By Theodore Opara
AS productive members of society, we understand the need to rise and grind in order to make a living and provide for our families. But we also understand the importance of well-deserved time off for rest and relaxation.
May 1 is International Workers’ Day. It is an occasion to commemorate the global struggles of workers and trade unions for fair employment standards over past centuries, and to celebrate a culture of human and worker rights which are now enshrined in law.
Most of us probably don’t realise just how hard the workers of previous generations had to fight for the five-day work week and eight-hour work day we take for granted today. Back in the First Industrial Revolution, men, women, and even young children working in factories, mills, and mines were all expected to put in six days a week, 10 to 16 hours a day.
It was on May 1, 1926 that Ford Motor Company adopted a new five-day, 40-hour work week for its factory workers, without a cut in wages.

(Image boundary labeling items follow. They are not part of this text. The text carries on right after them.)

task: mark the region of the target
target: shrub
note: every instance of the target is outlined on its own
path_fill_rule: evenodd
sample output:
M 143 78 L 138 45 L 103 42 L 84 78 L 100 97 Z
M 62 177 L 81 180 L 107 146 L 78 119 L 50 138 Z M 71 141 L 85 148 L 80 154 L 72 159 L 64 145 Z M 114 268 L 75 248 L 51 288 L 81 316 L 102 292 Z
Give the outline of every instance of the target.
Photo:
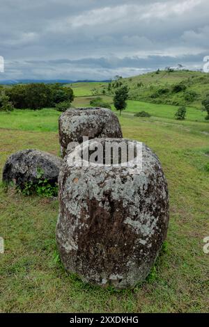
M 198 94 L 195 91 L 187 91 L 185 93 L 185 99 L 188 102 L 193 102 L 198 97 Z
M 177 120 L 184 120 L 185 119 L 187 109 L 185 106 L 180 106 L 175 113 L 175 118 Z
M 174 93 L 178 93 L 178 92 L 185 91 L 187 89 L 187 86 L 183 83 L 176 84 L 173 86 L 173 92 Z
M 37 194 L 38 196 L 44 196 L 47 198 L 56 197 L 58 196 L 58 183 L 50 184 L 48 180 L 42 178 L 43 172 L 41 169 L 37 169 L 36 183 L 28 182 L 24 185 L 23 189 L 18 189 L 25 196 L 31 196 L 31 194 Z
M 114 106 L 116 110 L 120 111 L 120 115 L 122 110 L 127 107 L 127 99 L 128 97 L 128 88 L 127 86 L 121 86 L 118 88 L 114 97 Z
M 151 115 L 150 115 L 149 113 L 147 113 L 146 111 L 140 111 L 139 113 L 135 113 L 134 116 L 135 117 L 151 117 Z
M 157 90 L 157 93 L 161 95 L 162 94 L 167 94 L 169 92 L 169 89 L 168 88 L 162 88 Z
M 63 86 L 59 83 L 51 84 L 50 88 L 52 92 L 52 102 L 54 105 L 64 101 L 72 102 L 74 100 L 73 90 L 71 88 Z
M 74 99 L 72 88 L 56 83 L 44 83 L 26 85 L 15 85 L 8 88 L 6 94 L 9 97 L 15 108 L 22 109 L 29 108 L 33 110 L 54 106 L 56 104 Z
M 202 102 L 203 106 L 203 111 L 207 111 L 207 115 L 205 119 L 209 120 L 209 94 L 207 95 L 206 98 Z
M 100 107 L 100 108 L 108 108 L 111 109 L 111 104 L 109 102 L 105 102 L 102 100 L 100 97 L 95 97 L 90 101 L 90 105 L 92 106 L 95 107 Z
M 65 111 L 67 109 L 71 108 L 70 101 L 63 101 L 56 104 L 55 109 L 57 111 Z
M 5 93 L 9 97 L 10 101 L 13 102 L 15 108 L 23 109 L 28 107 L 26 85 L 15 85 L 6 88 Z
M 8 95 L 3 92 L 0 95 L 0 111 L 10 112 L 14 110 L 14 106 Z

Besides the humanitarian aspect, Henry Ford also knew that leisure increases consumption, so people who worked five days a week would consume more goods than people who worked six days a week. The move ended up not only benefitting the health and wellbeing of his employees, but business and the economy at large.
The ground-breaking policy was soon extended to Ford’s office workers. Manufacturers all over America and around the world followed suit, and the Monday-to-Friday work week became standard practice.

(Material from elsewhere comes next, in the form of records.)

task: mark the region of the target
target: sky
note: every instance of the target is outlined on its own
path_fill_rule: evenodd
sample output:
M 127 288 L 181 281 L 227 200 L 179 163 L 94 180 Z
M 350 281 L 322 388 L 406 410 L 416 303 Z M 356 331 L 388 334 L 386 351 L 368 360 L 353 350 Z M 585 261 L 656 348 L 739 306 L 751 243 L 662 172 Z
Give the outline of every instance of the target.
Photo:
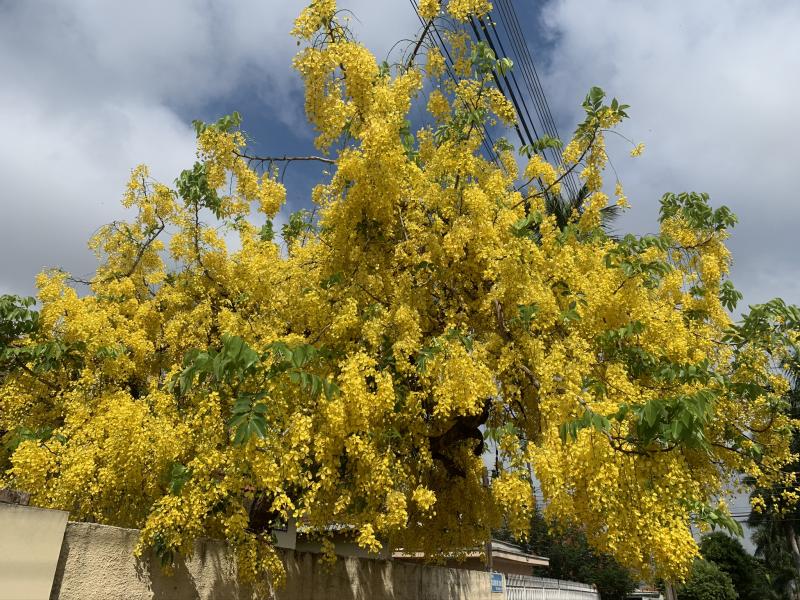
M 238 110 L 258 153 L 313 152 L 288 34 L 303 4 L 0 0 L 0 294 L 34 293 L 45 267 L 91 276 L 86 241 L 125 217 L 130 170 L 146 163 L 169 183 L 193 163 L 192 119 Z M 730 246 L 744 304 L 800 303 L 800 3 L 514 4 L 562 134 L 593 85 L 631 105 L 621 131 L 646 151 L 631 159 L 610 136 L 633 205 L 618 229 L 656 231 L 664 192 L 708 192 L 740 217 Z M 340 6 L 379 59 L 419 32 L 407 0 Z M 308 206 L 320 176 L 290 167 L 287 211 Z
M 592 85 L 632 106 L 621 131 L 646 151 L 630 159 L 627 142 L 611 136 L 633 205 L 618 229 L 655 231 L 664 192 L 709 192 L 740 217 L 730 246 L 743 304 L 800 303 L 800 3 L 515 5 L 562 135 Z M 90 276 L 86 241 L 124 218 L 130 169 L 146 163 L 172 182 L 194 159 L 192 119 L 238 110 L 255 150 L 312 152 L 288 34 L 302 6 L 0 0 L 0 293 L 33 293 L 45 267 Z M 406 0 L 340 6 L 380 59 L 419 31 Z M 290 167 L 287 211 L 308 205 L 320 176 L 314 163 Z

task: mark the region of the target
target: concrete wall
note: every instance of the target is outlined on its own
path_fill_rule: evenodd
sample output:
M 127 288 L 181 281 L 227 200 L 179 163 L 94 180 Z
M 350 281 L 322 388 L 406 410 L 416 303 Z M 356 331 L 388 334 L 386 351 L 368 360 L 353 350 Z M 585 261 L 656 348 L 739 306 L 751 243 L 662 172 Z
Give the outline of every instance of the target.
M 133 557 L 138 531 L 68 523 L 52 600 L 244 600 L 251 591 L 236 581 L 222 542 L 201 541 L 194 556 L 164 575 L 153 556 Z M 277 600 L 493 600 L 486 572 L 393 561 L 344 558 L 328 567 L 317 555 L 282 550 L 286 587 Z
M 0 503 L 0 600 L 47 600 L 67 516 Z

Henry Ford predicted, however, that the work week would continue to evolve. “The eight-hour day was not the ultimate, and neither is the five-day week,” he said. “Probably the next move will come in the direction of shortening the day rather than the week.”

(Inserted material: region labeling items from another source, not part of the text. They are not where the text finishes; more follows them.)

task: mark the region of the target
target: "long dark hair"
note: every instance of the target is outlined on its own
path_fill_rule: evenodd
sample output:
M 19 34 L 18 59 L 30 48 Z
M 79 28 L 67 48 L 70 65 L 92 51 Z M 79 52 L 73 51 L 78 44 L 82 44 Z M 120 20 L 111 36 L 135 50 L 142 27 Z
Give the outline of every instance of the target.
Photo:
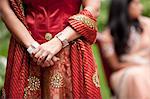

And as we embark on the Fourth Industrial Revolution, with its rapidly emerging technology in robotics, artificial intelligence, and autonomous vehicles, as well as increased mobility and more flexible and agile working options, the so-called ‘nine-to-five’ has already started evolving into something new.
Every human being has exactly the same number of hours every day. You cannot buy time, you cannot invent time. This means that the most valuable thing you’ll ever have, besides your health, is your time. And the way you choose to spend this precious commodity – at work, at play, or in service to your community – has a direct impact on your wellbeing and your sense of purpose in the world.